Sports massage is specifically designed for athletes, but any active person can benefit from it. Traditionally, sports massage is applied before, during and after an athletic event. The purpose is to lessen fatigue, redistribute lactic acid in the muscles to reduce soreness, increase flexibility, and lower the chances of injury. Sports massage practitioners sometimes combine a variety of techniques, usually a mix of Swedish and Shiatsu massage. The strokes are generally quicker than with Swedish massage. Like Shiatsu, sports massage often focuses on facilitated stretching and joint rotation to promote flexibility and loosen tight tendons.

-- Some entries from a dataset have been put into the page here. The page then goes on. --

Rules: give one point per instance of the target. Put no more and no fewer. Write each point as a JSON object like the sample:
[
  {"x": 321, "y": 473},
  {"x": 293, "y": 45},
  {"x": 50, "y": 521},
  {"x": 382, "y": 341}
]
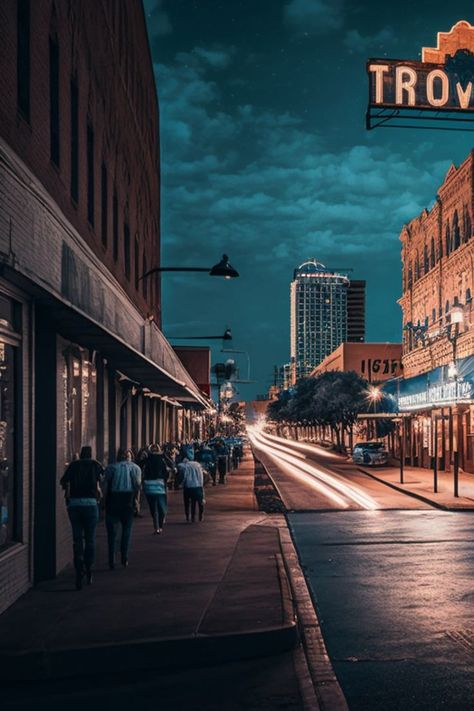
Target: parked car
[{"x": 370, "y": 453}]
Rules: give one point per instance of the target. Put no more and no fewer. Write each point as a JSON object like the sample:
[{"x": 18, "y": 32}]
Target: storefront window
[
  {"x": 79, "y": 402},
  {"x": 8, "y": 356}
]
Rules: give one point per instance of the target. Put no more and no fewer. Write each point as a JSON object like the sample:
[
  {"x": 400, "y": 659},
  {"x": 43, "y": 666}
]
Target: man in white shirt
[
  {"x": 193, "y": 488},
  {"x": 121, "y": 483}
]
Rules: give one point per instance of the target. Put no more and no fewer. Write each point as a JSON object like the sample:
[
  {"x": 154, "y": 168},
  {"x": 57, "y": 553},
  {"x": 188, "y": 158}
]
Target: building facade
[
  {"x": 438, "y": 334},
  {"x": 356, "y": 311},
  {"x": 375, "y": 362},
  {"x": 83, "y": 360},
  {"x": 318, "y": 315}
]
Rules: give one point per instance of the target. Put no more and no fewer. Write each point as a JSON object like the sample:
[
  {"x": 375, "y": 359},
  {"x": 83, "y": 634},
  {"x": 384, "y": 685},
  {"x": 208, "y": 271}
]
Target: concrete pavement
[
  {"x": 198, "y": 594},
  {"x": 418, "y": 482}
]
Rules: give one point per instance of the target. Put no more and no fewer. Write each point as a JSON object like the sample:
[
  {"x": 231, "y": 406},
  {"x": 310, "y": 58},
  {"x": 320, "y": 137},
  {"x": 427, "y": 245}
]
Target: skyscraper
[
  {"x": 356, "y": 311},
  {"x": 318, "y": 309}
]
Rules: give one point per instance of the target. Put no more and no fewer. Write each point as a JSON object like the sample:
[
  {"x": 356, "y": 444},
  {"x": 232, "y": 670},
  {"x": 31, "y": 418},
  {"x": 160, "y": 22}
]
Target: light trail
[
  {"x": 300, "y": 445},
  {"x": 304, "y": 477},
  {"x": 324, "y": 479}
]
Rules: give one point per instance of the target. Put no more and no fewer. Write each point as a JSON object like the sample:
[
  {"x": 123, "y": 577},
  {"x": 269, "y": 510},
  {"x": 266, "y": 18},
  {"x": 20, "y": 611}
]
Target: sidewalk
[
  {"x": 200, "y": 593},
  {"x": 418, "y": 482}
]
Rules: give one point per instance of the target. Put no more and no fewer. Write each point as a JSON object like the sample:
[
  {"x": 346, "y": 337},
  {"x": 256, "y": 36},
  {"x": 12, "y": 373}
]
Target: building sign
[
  {"x": 446, "y": 394},
  {"x": 435, "y": 389},
  {"x": 377, "y": 367},
  {"x": 442, "y": 82}
]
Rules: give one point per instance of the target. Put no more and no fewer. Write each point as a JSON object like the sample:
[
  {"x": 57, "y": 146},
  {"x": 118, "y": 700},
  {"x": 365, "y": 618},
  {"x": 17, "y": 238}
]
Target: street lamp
[
  {"x": 222, "y": 268},
  {"x": 456, "y": 321}
]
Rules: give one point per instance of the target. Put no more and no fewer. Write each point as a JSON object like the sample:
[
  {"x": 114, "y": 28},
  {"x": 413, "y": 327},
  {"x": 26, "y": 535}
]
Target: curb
[
  {"x": 420, "y": 497},
  {"x": 327, "y": 694},
  {"x": 140, "y": 655}
]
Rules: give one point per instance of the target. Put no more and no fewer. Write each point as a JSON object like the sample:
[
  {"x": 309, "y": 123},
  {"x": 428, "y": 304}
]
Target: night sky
[{"x": 265, "y": 156}]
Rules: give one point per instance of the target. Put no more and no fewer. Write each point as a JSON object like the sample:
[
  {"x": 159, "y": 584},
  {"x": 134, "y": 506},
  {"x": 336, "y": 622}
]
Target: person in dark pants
[
  {"x": 222, "y": 453},
  {"x": 193, "y": 488},
  {"x": 81, "y": 484},
  {"x": 155, "y": 478},
  {"x": 206, "y": 457},
  {"x": 121, "y": 482}
]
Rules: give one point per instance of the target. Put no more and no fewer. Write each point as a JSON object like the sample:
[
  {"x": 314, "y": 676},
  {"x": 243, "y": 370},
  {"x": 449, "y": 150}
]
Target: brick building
[
  {"x": 438, "y": 334},
  {"x": 82, "y": 358}
]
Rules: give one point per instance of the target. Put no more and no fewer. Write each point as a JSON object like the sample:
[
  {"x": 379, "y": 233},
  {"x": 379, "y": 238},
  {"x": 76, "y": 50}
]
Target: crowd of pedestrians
[{"x": 118, "y": 490}]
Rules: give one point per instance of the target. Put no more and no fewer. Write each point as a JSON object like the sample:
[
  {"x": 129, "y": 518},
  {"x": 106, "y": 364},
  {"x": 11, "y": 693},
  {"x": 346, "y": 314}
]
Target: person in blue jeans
[
  {"x": 122, "y": 482},
  {"x": 155, "y": 478},
  {"x": 81, "y": 485}
]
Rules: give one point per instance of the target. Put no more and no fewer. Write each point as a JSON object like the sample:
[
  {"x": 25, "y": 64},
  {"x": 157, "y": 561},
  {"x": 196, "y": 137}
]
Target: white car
[{"x": 369, "y": 453}]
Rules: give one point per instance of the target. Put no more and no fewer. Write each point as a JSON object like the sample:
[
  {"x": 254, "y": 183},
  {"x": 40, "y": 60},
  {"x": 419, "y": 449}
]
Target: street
[
  {"x": 394, "y": 594},
  {"x": 390, "y": 577},
  {"x": 310, "y": 478}
]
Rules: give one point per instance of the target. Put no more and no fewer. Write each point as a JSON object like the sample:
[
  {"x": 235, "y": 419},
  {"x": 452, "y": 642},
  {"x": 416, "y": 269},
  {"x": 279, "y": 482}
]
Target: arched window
[
  {"x": 448, "y": 240},
  {"x": 467, "y": 225},
  {"x": 426, "y": 262},
  {"x": 456, "y": 231}
]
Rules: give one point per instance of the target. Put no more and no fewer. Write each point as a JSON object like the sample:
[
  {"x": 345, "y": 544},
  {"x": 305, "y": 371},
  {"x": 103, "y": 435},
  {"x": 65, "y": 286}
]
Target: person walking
[
  {"x": 140, "y": 460},
  {"x": 155, "y": 478},
  {"x": 193, "y": 488},
  {"x": 82, "y": 493},
  {"x": 121, "y": 483},
  {"x": 222, "y": 454},
  {"x": 206, "y": 457}
]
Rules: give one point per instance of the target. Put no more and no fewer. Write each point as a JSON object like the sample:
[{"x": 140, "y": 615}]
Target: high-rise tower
[
  {"x": 356, "y": 311},
  {"x": 318, "y": 315}
]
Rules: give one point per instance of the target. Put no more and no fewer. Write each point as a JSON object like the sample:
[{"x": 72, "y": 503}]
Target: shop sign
[
  {"x": 442, "y": 82},
  {"x": 443, "y": 394}
]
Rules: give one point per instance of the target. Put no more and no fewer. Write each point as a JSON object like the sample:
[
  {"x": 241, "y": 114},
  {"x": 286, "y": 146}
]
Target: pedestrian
[
  {"x": 140, "y": 460},
  {"x": 207, "y": 458},
  {"x": 121, "y": 482},
  {"x": 222, "y": 453},
  {"x": 155, "y": 478},
  {"x": 193, "y": 491},
  {"x": 82, "y": 492}
]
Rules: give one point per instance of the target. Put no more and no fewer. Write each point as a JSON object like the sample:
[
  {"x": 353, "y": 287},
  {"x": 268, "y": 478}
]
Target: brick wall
[{"x": 104, "y": 46}]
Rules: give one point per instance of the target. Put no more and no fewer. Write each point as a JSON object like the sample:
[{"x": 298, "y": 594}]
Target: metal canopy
[{"x": 388, "y": 117}]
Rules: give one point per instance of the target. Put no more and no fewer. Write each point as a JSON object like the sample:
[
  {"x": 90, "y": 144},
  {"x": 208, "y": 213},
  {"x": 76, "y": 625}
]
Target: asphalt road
[
  {"x": 392, "y": 581},
  {"x": 394, "y": 591},
  {"x": 310, "y": 478}
]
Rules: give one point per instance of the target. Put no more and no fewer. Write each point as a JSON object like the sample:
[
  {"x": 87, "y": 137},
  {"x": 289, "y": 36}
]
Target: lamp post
[
  {"x": 222, "y": 268},
  {"x": 456, "y": 321}
]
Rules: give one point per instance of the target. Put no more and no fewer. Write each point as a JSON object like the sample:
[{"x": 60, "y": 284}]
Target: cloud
[
  {"x": 158, "y": 21},
  {"x": 364, "y": 44},
  {"x": 216, "y": 58},
  {"x": 262, "y": 186},
  {"x": 314, "y": 16},
  {"x": 259, "y": 181}
]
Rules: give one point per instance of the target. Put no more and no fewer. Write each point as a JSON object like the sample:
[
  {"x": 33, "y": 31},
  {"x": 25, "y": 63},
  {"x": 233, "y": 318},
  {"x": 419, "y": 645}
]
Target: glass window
[{"x": 8, "y": 483}]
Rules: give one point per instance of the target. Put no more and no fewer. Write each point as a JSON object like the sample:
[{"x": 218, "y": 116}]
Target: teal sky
[{"x": 265, "y": 156}]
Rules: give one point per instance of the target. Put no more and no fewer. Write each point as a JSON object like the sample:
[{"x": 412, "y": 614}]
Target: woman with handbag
[
  {"x": 155, "y": 477},
  {"x": 81, "y": 484}
]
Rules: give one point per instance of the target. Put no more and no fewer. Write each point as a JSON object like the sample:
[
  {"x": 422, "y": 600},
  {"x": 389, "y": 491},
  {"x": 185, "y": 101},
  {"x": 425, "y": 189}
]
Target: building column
[{"x": 46, "y": 485}]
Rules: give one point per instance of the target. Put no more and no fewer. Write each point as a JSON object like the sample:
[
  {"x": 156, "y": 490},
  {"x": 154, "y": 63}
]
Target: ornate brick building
[
  {"x": 438, "y": 332},
  {"x": 82, "y": 358}
]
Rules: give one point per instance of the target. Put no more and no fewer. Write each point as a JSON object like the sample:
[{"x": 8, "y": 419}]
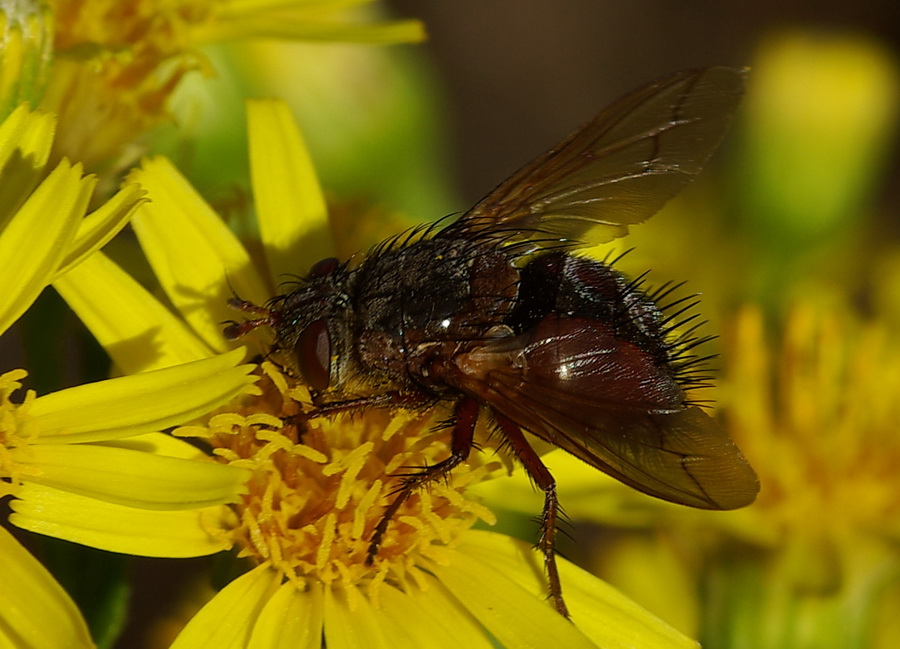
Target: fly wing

This type of massage is based on the belief that nerve stimulation on certain areas of the body benefits other areas. During a reflexology massage, the nerves on the feet, hands, and ears are stimulated to promote the health of specific organ systems or the general well-being of the body. While reflexology is sometimes used in hospitals and doctors’ offices, it is not used by itself as a cure for any maladies. Many practitioners believe that the flow of energy throughout the body can be “unblocked” by manipulating certain nerve areas, while others believe that certain regions of the body correspond to others and can be manipulated to influence health in other areas. A reflexology massage usually starts with medium thumb pressure at the feet. Some practitioners focus solely on this area, while others will also include hands and ears. You should feel relaxed during and after a session, with minimal soreness.

Deep Tissue Massage

Deep tissue massage targets deeper layers of muscle, and it’s designed to alleviate chronic tension and deep adhesions. Adhesions are bands of stiff tissue within muscles, ligaments, and tendons, and they can cause recurring pain and limited movement. Practitioners of this type of massage use deep, targeted pressure against the grain of the muscle. The pressure is deep and slow, and does not distribute across the skin. Because it does take some force to break up adhesions within the body, you may experience some pain and discomfort during a deep tissue massage. It’s important to tell your therapist if the pain you experience is beyond your comfort level. Massage therapy can benefit your body in a variety of ways. Practitioners believe it reduces stress, increases energy, promotes physical health, and can even target specific areas of the body. We’ve been using it to improve our health for over four thousand years-so it must be doing something right.